Dick Gordon lay on a bed in a sunny south room at the Corbett place.

He was swathed in bandages, and had something the appearance of a relic of the Fourth of July, as our comic weeklies depict Young America the day after that glorious occasion. But, except for one thing which he had on his mind, the Coloradoan was as imperturbably gay as ever.

He had really been a good deal less injured than his rescuer; for, though a falling rafter had struck him down as he turned to leave the hut, this very accident had given him the benefit of such air as there had been in the cabin. Here and there he had been slightly burned, but he had not been forced to inhale smoke.

Wound in leg and all, the doctor had considered him out of danger long before he felt sure of Don Manuel.

The young Spaniard lay several days with his life despaired of. The most unremitting nursing on the part of his cousin alone pulled him through.

She would not give up; would not let his life slip away. And, in the end, she had won her hard fight. Don Manuel, too, was on the road to recovery.

While her cousin had been at the worst, Valencia Valdés saw the wounded Coloradoan only for a minute of two each day; but, with Pesquiera's recovery, she began to divide her time more equitably.

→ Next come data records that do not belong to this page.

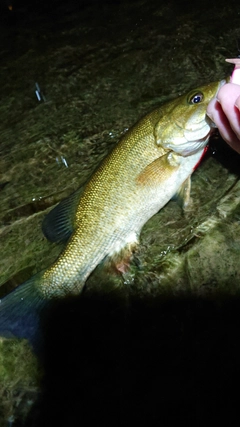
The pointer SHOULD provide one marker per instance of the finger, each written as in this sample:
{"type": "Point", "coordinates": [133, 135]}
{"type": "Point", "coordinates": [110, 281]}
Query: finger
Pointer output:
{"type": "Point", "coordinates": [217, 115]}
{"type": "Point", "coordinates": [227, 97]}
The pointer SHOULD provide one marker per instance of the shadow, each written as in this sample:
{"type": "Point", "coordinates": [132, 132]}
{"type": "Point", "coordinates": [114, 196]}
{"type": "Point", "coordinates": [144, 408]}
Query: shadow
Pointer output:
{"type": "Point", "coordinates": [225, 155]}
{"type": "Point", "coordinates": [152, 362]}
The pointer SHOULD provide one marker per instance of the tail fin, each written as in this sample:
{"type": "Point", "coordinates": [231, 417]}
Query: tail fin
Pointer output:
{"type": "Point", "coordinates": [20, 311]}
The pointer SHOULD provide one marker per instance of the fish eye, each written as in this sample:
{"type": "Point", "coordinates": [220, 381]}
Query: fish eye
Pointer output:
{"type": "Point", "coordinates": [196, 98]}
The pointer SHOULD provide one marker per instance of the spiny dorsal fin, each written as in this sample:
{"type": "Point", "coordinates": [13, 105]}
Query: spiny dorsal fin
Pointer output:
{"type": "Point", "coordinates": [58, 225]}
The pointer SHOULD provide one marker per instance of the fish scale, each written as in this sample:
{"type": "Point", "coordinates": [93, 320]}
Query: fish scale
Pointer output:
{"type": "Point", "coordinates": [148, 166]}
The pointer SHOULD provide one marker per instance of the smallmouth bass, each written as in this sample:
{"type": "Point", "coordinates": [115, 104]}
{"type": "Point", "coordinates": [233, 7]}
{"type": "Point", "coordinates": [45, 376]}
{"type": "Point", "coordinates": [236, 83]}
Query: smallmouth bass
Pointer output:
{"type": "Point", "coordinates": [148, 166]}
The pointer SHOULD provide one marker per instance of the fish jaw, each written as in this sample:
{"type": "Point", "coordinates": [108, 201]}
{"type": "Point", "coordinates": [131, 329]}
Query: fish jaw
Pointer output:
{"type": "Point", "coordinates": [191, 127]}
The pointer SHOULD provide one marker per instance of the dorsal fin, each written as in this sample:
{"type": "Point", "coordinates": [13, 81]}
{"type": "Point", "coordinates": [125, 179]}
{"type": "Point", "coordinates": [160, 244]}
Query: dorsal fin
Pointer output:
{"type": "Point", "coordinates": [58, 225]}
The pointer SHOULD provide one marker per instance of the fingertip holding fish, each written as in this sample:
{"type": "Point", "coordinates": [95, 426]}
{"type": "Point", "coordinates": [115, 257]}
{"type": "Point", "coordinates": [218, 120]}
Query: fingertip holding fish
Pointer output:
{"type": "Point", "coordinates": [235, 77]}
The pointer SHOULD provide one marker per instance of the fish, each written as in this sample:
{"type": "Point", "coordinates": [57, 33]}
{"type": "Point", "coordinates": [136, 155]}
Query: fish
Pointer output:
{"type": "Point", "coordinates": [151, 162]}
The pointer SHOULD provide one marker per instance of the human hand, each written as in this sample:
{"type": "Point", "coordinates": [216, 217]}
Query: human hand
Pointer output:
{"type": "Point", "coordinates": [224, 111]}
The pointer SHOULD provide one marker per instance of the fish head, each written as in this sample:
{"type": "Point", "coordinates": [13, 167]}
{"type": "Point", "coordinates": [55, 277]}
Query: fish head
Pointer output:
{"type": "Point", "coordinates": [184, 126]}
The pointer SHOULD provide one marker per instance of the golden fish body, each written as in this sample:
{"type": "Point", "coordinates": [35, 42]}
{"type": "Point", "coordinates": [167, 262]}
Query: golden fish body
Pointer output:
{"type": "Point", "coordinates": [143, 172]}
{"type": "Point", "coordinates": [151, 162]}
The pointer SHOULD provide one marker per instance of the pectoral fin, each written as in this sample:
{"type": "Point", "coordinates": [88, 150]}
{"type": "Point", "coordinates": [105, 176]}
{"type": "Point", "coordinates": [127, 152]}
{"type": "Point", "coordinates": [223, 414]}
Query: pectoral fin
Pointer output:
{"type": "Point", "coordinates": [160, 169]}
{"type": "Point", "coordinates": [183, 193]}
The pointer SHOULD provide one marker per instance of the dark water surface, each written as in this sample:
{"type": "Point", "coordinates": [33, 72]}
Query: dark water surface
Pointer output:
{"type": "Point", "coordinates": [163, 348]}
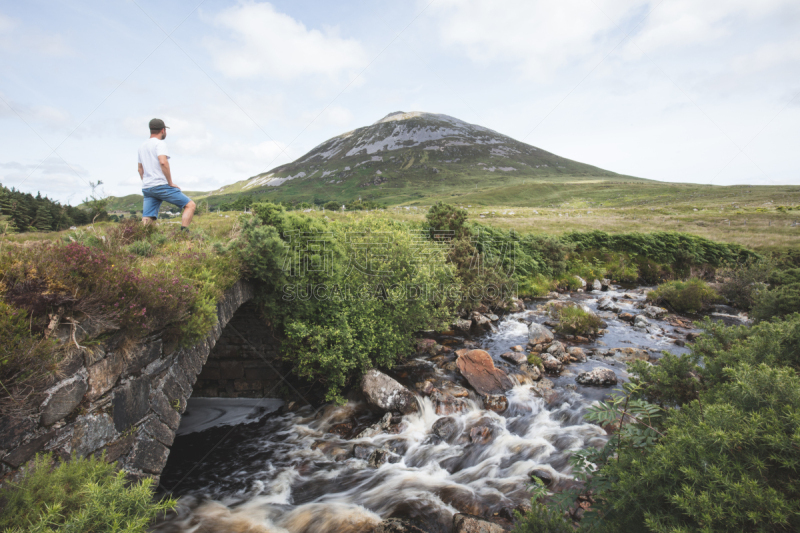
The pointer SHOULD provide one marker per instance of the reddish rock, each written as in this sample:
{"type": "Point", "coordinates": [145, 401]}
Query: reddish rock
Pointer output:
{"type": "Point", "coordinates": [477, 366]}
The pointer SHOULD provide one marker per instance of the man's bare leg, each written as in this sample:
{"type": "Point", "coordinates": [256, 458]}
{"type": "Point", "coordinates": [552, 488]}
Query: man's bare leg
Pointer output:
{"type": "Point", "coordinates": [188, 213]}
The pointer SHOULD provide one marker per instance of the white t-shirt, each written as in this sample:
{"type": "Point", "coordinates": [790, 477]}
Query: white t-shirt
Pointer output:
{"type": "Point", "coordinates": [148, 157]}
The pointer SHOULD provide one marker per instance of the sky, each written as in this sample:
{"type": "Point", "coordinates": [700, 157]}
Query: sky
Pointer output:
{"type": "Point", "coordinates": [703, 91]}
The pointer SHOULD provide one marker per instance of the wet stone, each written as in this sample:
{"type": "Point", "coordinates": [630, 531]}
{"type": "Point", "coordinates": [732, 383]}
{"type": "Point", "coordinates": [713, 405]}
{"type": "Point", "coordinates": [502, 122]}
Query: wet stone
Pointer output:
{"type": "Point", "coordinates": [103, 375]}
{"type": "Point", "coordinates": [63, 400]}
{"type": "Point", "coordinates": [539, 334]}
{"type": "Point", "coordinates": [92, 432]}
{"type": "Point", "coordinates": [445, 427]}
{"type": "Point", "coordinates": [130, 403]}
{"type": "Point", "coordinates": [149, 456]}
{"type": "Point", "coordinates": [497, 403]}
{"type": "Point", "coordinates": [478, 368]}
{"type": "Point", "coordinates": [13, 430]}
{"type": "Point", "coordinates": [19, 456]}
{"type": "Point", "coordinates": [515, 357]}
{"type": "Point", "coordinates": [463, 523]}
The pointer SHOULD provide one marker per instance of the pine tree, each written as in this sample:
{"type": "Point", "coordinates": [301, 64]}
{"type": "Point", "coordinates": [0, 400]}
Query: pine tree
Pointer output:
{"type": "Point", "coordinates": [44, 219]}
{"type": "Point", "coordinates": [6, 222]}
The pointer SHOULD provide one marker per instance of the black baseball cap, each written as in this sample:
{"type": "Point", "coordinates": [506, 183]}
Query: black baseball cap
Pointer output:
{"type": "Point", "coordinates": [157, 124]}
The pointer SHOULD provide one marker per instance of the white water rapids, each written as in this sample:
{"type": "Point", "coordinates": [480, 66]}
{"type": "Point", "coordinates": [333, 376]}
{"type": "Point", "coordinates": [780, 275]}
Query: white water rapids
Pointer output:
{"type": "Point", "coordinates": [287, 473]}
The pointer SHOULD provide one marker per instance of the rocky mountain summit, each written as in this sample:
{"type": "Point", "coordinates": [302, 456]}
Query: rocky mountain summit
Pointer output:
{"type": "Point", "coordinates": [406, 149]}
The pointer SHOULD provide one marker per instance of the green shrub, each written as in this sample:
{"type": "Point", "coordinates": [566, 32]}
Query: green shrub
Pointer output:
{"type": "Point", "coordinates": [665, 247]}
{"type": "Point", "coordinates": [339, 291]}
{"type": "Point", "coordinates": [27, 361]}
{"type": "Point", "coordinates": [445, 217]}
{"type": "Point", "coordinates": [742, 283]}
{"type": "Point", "coordinates": [535, 360]}
{"type": "Point", "coordinates": [690, 296]}
{"type": "Point", "coordinates": [574, 320]}
{"type": "Point", "coordinates": [81, 496]}
{"type": "Point", "coordinates": [142, 248]}
{"type": "Point", "coordinates": [777, 302]}
{"type": "Point", "coordinates": [622, 269]}
{"type": "Point", "coordinates": [725, 459]}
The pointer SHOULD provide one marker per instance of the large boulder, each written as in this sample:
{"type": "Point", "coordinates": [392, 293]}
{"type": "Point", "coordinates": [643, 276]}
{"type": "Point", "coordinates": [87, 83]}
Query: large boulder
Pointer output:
{"type": "Point", "coordinates": [599, 377]}
{"type": "Point", "coordinates": [478, 368]}
{"type": "Point", "coordinates": [538, 334]}
{"type": "Point", "coordinates": [386, 394]}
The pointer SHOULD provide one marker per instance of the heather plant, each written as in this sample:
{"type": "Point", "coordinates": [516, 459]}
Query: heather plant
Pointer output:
{"type": "Point", "coordinates": [691, 296]}
{"type": "Point", "coordinates": [82, 495]}
{"type": "Point", "coordinates": [574, 320]}
{"type": "Point", "coordinates": [27, 362]}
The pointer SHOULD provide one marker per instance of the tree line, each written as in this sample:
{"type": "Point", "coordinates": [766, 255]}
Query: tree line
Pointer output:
{"type": "Point", "coordinates": [21, 212]}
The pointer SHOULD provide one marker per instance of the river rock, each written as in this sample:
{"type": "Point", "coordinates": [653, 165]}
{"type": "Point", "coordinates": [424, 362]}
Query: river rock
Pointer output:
{"type": "Point", "coordinates": [515, 357]}
{"type": "Point", "coordinates": [62, 399]}
{"type": "Point", "coordinates": [480, 322]}
{"type": "Point", "coordinates": [379, 457]}
{"type": "Point", "coordinates": [577, 354]}
{"type": "Point", "coordinates": [395, 525]}
{"type": "Point", "coordinates": [534, 372]}
{"type": "Point", "coordinates": [552, 365]}
{"type": "Point", "coordinates": [92, 432]}
{"type": "Point", "coordinates": [481, 434]}
{"type": "Point", "coordinates": [655, 312]}
{"type": "Point", "coordinates": [478, 368]}
{"type": "Point", "coordinates": [556, 348]}
{"type": "Point", "coordinates": [538, 334]}
{"type": "Point", "coordinates": [386, 394]}
{"type": "Point", "coordinates": [599, 377]}
{"type": "Point", "coordinates": [463, 325]}
{"type": "Point", "coordinates": [463, 523]}
{"type": "Point", "coordinates": [496, 402]}
{"type": "Point", "coordinates": [445, 428]}
{"type": "Point", "coordinates": [607, 304]}
{"type": "Point", "coordinates": [445, 404]}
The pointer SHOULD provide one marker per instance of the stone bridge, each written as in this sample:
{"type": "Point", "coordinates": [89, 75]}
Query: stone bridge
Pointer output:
{"type": "Point", "coordinates": [128, 403]}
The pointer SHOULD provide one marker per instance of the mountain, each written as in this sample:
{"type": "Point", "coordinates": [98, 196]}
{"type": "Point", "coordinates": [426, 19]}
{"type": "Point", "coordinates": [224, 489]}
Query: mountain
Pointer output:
{"type": "Point", "coordinates": [413, 155]}
{"type": "Point", "coordinates": [416, 158]}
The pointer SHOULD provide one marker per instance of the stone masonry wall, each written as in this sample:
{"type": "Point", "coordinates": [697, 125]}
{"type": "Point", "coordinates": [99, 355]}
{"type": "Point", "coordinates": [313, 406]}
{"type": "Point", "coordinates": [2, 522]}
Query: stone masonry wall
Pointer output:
{"type": "Point", "coordinates": [129, 404]}
{"type": "Point", "coordinates": [243, 363]}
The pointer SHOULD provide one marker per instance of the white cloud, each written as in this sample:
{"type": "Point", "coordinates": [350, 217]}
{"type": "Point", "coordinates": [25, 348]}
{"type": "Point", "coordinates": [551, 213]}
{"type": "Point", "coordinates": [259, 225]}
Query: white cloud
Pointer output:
{"type": "Point", "coordinates": [540, 37]}
{"type": "Point", "coordinates": [266, 43]}
{"type": "Point", "coordinates": [17, 39]}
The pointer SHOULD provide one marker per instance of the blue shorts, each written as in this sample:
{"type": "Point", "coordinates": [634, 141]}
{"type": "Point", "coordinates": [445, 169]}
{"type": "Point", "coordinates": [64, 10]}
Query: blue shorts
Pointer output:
{"type": "Point", "coordinates": [162, 193]}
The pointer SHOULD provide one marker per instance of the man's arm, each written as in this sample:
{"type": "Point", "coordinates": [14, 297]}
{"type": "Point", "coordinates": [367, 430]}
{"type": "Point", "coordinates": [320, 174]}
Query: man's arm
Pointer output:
{"type": "Point", "coordinates": [165, 169]}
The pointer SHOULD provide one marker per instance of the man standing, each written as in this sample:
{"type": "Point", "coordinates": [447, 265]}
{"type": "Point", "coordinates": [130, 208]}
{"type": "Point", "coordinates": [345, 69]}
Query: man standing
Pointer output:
{"type": "Point", "coordinates": [157, 183]}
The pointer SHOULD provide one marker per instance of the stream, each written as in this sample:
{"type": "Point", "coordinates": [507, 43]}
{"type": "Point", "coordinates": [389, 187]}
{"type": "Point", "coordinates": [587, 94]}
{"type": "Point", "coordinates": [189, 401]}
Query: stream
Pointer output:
{"type": "Point", "coordinates": [250, 465]}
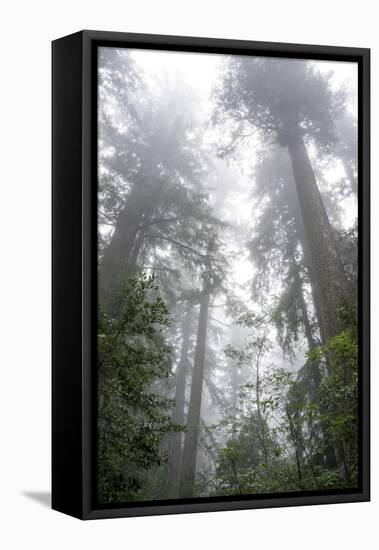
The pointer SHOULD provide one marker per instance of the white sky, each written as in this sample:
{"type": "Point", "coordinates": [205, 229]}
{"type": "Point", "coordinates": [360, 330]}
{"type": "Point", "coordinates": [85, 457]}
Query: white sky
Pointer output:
{"type": "Point", "coordinates": [199, 71]}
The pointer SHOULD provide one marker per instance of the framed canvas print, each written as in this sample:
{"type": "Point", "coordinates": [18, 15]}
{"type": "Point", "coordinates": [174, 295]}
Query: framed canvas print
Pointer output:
{"type": "Point", "coordinates": [210, 274]}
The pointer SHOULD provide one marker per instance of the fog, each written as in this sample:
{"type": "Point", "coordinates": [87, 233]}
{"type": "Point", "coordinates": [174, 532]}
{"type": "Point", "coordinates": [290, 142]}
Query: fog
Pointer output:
{"type": "Point", "coordinates": [227, 220]}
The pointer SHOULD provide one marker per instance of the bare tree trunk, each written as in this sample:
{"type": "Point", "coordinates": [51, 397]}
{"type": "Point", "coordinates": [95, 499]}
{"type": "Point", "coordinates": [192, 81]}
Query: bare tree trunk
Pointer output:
{"type": "Point", "coordinates": [175, 445]}
{"type": "Point", "coordinates": [329, 277]}
{"type": "Point", "coordinates": [188, 468]}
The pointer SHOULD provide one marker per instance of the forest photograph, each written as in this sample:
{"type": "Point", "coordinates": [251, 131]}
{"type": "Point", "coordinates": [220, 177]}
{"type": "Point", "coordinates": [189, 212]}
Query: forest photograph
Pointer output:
{"type": "Point", "coordinates": [227, 276]}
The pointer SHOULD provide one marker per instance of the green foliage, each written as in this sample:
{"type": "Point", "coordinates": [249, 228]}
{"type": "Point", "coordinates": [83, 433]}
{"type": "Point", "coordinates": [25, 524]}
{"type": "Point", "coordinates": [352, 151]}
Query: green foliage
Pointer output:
{"type": "Point", "coordinates": [132, 418]}
{"type": "Point", "coordinates": [338, 394]}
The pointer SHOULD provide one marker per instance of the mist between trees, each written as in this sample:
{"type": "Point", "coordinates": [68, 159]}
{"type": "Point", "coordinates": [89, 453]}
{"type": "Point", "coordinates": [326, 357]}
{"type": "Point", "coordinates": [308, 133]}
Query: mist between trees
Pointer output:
{"type": "Point", "coordinates": [227, 276]}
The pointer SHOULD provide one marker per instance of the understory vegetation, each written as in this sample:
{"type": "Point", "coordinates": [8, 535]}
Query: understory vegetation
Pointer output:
{"type": "Point", "coordinates": [227, 276]}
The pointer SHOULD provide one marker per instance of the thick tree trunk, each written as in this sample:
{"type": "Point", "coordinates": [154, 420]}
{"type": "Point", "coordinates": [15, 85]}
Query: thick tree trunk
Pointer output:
{"type": "Point", "coordinates": [327, 266]}
{"type": "Point", "coordinates": [175, 445]}
{"type": "Point", "coordinates": [188, 468]}
{"type": "Point", "coordinates": [329, 453]}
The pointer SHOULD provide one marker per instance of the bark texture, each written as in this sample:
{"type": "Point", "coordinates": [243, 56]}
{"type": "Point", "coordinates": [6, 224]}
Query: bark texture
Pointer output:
{"type": "Point", "coordinates": [178, 416]}
{"type": "Point", "coordinates": [329, 277]}
{"type": "Point", "coordinates": [188, 468]}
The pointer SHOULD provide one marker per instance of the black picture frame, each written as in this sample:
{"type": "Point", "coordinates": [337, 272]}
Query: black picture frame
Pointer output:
{"type": "Point", "coordinates": [74, 267]}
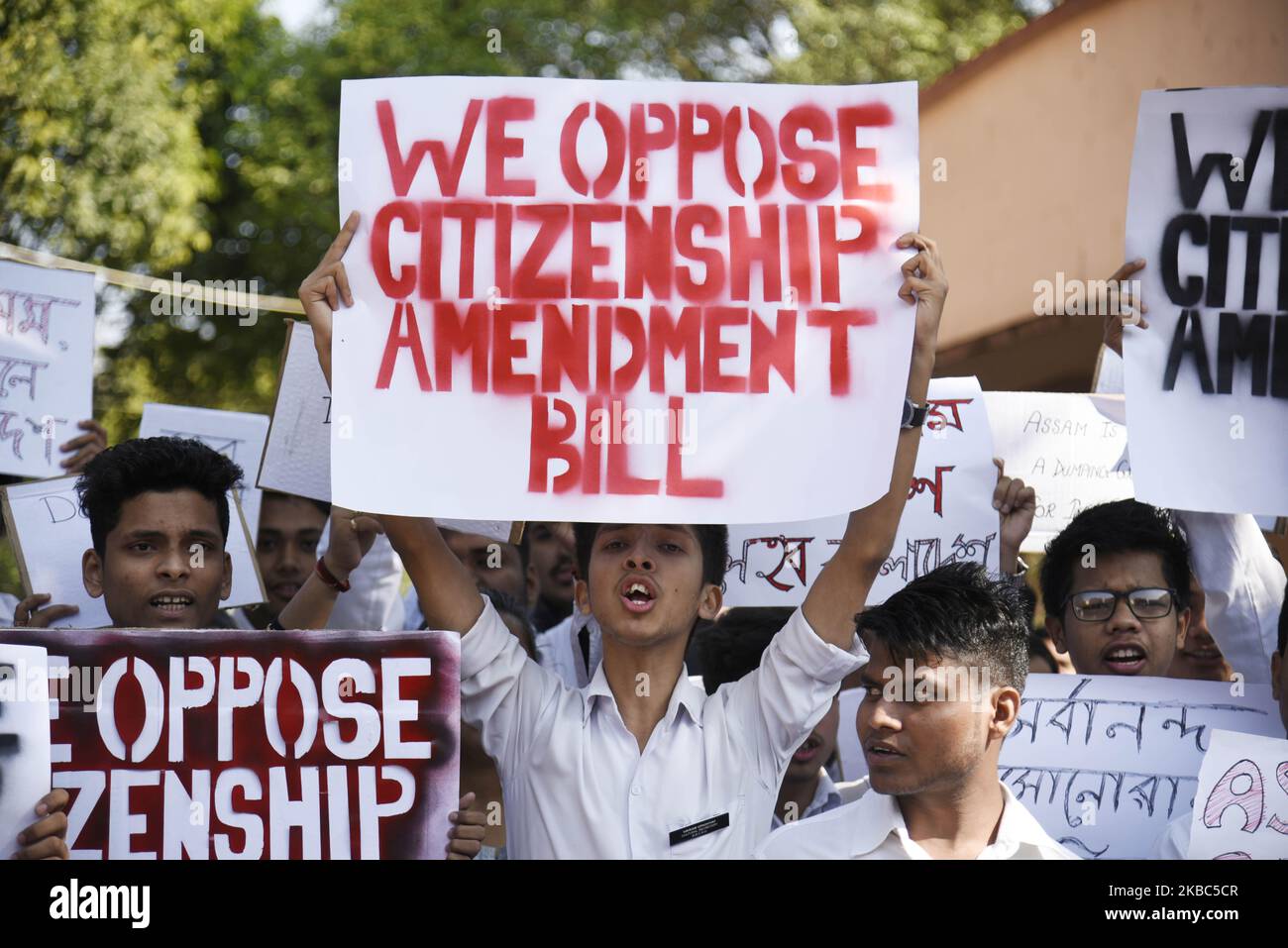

"I've been wishing I was the bad case," Dick told her whimsically when she came in to see him. "I'll bet I have a relapse so the head nurse won't always be in the other sick room."

"Manuel is my cousin, and he has been very, very ill," she answered in her low, sweet voice, the color in her olive cheeks renewed at his words.

The eyes of the Anglo-Saxon grew grave.

"How is Don Manuel to-night?"

"Better. Thank Heaven."

"That's what the doctor told me."

Dick propped himself on an elbow and looked directly at her, that affectionate smile of his on his face.

"Miss Valdés, do you know, ever since I've been well enough, I've been hoping that if one of us had to cross the Great Divide it would be me?"

Her troubled eyes studied him.

"Why do you say that?"

"Because it would seem more right that way. I came here and made all this trouble in the valley. I insulted him. I had in mind another hurt to him that we won't discuss just now. Then, when it comes to a showdown, he just naturally waltzes into Hades and saves my life for me at the risk of his own. No, ma'am, I sure couldn't have stood it if he had died."